Deylan is in middle school, and it is really difficult for both of us navigating this new territory. The hormones, man…oh…em…gee. I have high standards for my children (and really, all children) but I say all that time that I am as strict as I love. The depth of my love for my children is something I cannot articulate, and I take my responsibility as a parent and caregiver extremely seriously. It is my job to put people in the world who are conscious, contributing, compassionate, and curious. I can change the world by putting good people in to it.
I write all of this because my passion is working with children and their families, and the last year of parenting a pre-teen through transition has shaken my confidence to the core. I have so many friends who come to me for help with their children, yet there were days I was ending my day in tears over parenting my own. I have felt like a failure and a fraud. I’ve been unable to progress with my book and my coaching. And then…I chaperoned a middle school field trip.

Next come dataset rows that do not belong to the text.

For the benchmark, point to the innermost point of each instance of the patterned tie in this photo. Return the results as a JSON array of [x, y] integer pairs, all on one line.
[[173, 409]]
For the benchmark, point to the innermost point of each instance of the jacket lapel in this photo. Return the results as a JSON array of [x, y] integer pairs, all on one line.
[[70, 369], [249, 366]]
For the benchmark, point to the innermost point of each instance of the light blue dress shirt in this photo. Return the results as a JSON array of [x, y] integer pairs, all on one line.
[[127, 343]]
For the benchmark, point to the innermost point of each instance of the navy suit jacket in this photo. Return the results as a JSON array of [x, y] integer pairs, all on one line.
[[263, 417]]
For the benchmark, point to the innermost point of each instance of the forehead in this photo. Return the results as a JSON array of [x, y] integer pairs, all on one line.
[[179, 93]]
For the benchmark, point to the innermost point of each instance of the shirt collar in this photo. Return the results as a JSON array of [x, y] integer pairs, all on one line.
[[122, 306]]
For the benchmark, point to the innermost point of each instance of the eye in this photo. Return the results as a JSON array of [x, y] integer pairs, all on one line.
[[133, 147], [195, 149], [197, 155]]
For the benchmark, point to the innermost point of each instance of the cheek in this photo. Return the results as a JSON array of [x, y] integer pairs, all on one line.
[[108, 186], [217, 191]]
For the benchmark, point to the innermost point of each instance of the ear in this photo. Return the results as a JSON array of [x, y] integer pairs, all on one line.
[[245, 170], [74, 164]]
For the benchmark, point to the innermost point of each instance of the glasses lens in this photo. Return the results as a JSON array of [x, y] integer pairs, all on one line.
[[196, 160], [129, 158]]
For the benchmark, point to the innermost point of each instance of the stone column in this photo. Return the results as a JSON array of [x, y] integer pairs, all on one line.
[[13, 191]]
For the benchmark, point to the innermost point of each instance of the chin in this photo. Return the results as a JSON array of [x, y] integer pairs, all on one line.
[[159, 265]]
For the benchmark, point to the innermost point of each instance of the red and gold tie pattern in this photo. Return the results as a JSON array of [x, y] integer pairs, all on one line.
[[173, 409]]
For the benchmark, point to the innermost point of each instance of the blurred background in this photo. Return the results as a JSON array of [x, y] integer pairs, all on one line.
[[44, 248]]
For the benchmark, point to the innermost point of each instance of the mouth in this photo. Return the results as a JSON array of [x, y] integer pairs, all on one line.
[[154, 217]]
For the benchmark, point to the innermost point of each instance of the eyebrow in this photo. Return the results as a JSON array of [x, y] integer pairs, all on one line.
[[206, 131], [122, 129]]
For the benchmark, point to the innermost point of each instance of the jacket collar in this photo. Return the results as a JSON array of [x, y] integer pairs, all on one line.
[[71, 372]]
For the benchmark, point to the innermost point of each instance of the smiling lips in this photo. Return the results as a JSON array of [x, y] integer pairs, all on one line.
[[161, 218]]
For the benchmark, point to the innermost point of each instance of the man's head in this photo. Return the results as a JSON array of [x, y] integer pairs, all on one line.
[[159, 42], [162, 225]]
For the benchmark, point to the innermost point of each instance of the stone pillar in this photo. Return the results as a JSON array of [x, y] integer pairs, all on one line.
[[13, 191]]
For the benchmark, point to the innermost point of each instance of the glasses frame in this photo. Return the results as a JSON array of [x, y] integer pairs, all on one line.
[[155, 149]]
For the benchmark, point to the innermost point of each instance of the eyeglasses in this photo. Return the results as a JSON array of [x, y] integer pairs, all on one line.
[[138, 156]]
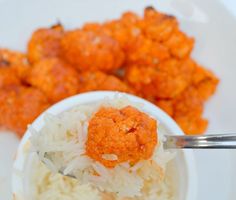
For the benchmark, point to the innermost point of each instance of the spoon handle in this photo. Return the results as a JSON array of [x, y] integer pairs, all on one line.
[[217, 141]]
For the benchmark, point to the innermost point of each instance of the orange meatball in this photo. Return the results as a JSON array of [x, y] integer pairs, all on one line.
[[55, 78], [45, 43], [128, 134], [167, 80], [124, 30], [19, 107], [158, 26], [146, 52], [205, 82], [166, 105], [16, 61], [179, 44], [8, 77], [88, 50], [90, 81]]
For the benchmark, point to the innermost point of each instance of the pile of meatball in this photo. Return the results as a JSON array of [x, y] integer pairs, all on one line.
[[148, 56]]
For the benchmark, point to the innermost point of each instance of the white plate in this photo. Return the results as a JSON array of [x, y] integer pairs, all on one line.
[[212, 23]]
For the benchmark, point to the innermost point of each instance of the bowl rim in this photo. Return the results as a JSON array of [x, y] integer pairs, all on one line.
[[89, 97]]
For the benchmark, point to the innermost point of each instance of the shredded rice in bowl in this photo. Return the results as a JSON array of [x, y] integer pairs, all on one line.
[[61, 147]]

Today, my son ran up to his sister, scooped her up in his arms, and took her to his desk. He parted the crowds of kids so she could see the fish, and he did so without one single moment of embarrassment. My pre-teen hugged me, and he proudly answered “Yes, that’s my mom” when the other kids asked. We walked to the beach for a clean up, and he held his sister the entire walk there. He stopped to help her zip up her jacket, and he made sure she could be a part of the process. When the other kids weren’t behaving, he told them to stop, or gave me space as the authority figure to correct them. And when we were standing on the beach? He leaned on me, and tucked his head under my chin.
Several of the kids in that class were good kids. Respectful, engaging, intelligent. Then there were the ones that made me want to yank him out and home school him, like…the moment we got back to the school. I was appalled by their behaviour. And there was my son, walking with me, chatting about normal stuff. In those moments, suddenly I knew I wasn’t failing. All of the self doubt and feeling like a fraud melted away as I walked with my son. I started to believe, truly, that maybe I *can* write my book, and I *can* start working with families on a more in-depth basis.
My son is amazing. He is kind, open, articulate, curious, intelligent, and much more. Yes, we struggle some times, and it an be quite a doozy when we do. We are both strong individuals, and oooooh weeee are we both stubborn. But we both love, oh we love so deeply. Every day I say, “I love you more than my heart can beat!” and it’s true because the only way I would stop is if I were dead. He is such a profound teacher sometimes. Today was a great lesson.